The first link took me to site that has links to many of the individuals blogs. Interestingly, soldier blogs even have their own designation (according to this site): sblog ("s" for soldier). The web page author designates who is writing the blog (deployed soldier, from someone who has since been lost in combat, from family, from a veteran, etc.). Here is the site:
http://www.aapavatar.net/blogs.htm
Skimming though them, I came across this blog, who’s comments I found interesting: http://www.bootsinbaghdad.blogspot.com/
He has a link to photos and multiple videos. This is the one video I watched:
http://www.bootsinbaghdadfilms.blogspot.com/
The title is what intrigued me: Boots in Baghdad: A Grunts Life. That says a lot to me about how this soldier must feel. And the videos caught me off guard. The one above is of returning fire on enemy troops. Studying sociology and psychology, the soldier’s language you hear totally astounded me. I wasn’t really that shocked, just caught off guard. And it is shocking to me to actually hear and see this, rather than just reading about it. Anyway, you don’t see much in the video. It’s mostly black with the sparks of gun fire. But you do hear, very clearly, from someone right near the camera, “Light the mother fuckers up.” Wow. In social psychology last quarter, we briefly studied war, war-mentality, war-training, and killing. Yes, you are trained to dehumanize the enemy, that’s seemingly the only way war will work, but I was still shocked to hear as a civilian. And when you really think about it, that men on the other side of the fence could be dieing from the gun fire we’re watching, makes my stomach hurt. Don’t get me wrong, I completely support our troops, even if I don’t support the policy.
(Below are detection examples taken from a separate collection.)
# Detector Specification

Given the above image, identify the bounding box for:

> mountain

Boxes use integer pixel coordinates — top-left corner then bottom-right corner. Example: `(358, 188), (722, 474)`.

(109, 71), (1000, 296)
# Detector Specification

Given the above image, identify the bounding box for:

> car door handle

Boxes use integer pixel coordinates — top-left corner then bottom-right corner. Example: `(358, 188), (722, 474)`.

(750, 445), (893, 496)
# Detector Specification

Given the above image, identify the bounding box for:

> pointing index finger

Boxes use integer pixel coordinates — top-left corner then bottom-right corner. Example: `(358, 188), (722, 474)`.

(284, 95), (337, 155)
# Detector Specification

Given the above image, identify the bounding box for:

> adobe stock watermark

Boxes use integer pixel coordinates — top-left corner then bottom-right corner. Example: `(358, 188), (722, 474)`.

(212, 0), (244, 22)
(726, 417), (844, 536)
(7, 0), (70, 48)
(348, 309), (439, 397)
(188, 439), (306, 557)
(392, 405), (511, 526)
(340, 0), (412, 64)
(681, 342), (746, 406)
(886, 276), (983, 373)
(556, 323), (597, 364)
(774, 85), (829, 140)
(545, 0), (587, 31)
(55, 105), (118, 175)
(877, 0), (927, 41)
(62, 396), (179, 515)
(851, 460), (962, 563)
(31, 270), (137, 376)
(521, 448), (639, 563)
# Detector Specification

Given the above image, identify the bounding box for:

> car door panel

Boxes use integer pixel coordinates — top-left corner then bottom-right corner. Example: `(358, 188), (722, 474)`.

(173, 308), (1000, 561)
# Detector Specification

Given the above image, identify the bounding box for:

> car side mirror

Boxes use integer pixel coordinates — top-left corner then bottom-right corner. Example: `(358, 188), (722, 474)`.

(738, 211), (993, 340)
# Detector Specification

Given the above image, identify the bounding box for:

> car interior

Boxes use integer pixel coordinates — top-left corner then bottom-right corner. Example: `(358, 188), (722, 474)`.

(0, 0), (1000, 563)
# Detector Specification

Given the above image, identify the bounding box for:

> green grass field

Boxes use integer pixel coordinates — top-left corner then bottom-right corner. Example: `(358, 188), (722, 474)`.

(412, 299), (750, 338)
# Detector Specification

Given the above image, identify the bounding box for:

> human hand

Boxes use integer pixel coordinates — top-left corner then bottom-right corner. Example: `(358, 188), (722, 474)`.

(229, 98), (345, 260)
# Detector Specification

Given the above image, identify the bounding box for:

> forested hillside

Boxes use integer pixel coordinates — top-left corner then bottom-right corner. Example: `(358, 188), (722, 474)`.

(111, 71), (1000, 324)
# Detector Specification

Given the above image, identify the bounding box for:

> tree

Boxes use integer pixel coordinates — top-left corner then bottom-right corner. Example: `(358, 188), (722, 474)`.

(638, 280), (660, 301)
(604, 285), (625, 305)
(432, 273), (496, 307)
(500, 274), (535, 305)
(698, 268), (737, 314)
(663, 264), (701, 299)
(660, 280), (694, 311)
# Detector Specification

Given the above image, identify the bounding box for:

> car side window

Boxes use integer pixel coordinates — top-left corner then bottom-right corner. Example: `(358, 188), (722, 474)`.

I do not for one minute think anything less of the soldier who yelled that. I take issue with our training of soldiers.
The whole thing that this was all made possible for me to see, from the boots in Baghdad, is an amazing conquest of technology though. At the same time, I’m not sure how I feel about it. Should I be able to watch gun-fire and war so openly? Without any training or preparation? But this type of media I think works for the armed forces. After all, it does look remarkable like a video game.
2 comments:
I've interviewed a handful of soldiers who have returned from Afghanistan and Iraq. It gets really creepy for me when they describe battles and firefights they have been involved in as "like playing a video game." No joke, one told me playing Halo against his friends in high school was some of the best training he had for battles near Baghdad.
I've asked a few what it is like to shoot at and possibly kill another person. You don't often get an answer to that question.
I can't believe someone whose had 4 yrs of collage can be so out of touch with the real world. Support the troops but no the mission is bullshit you can't do one without the other. If thinking that makes you "feel" better and looking at that video makes you sick it says a lot about the kind of person you are. I wasn't going to waste my time responding here but somebody needs to bring some reality into your pathetic little world.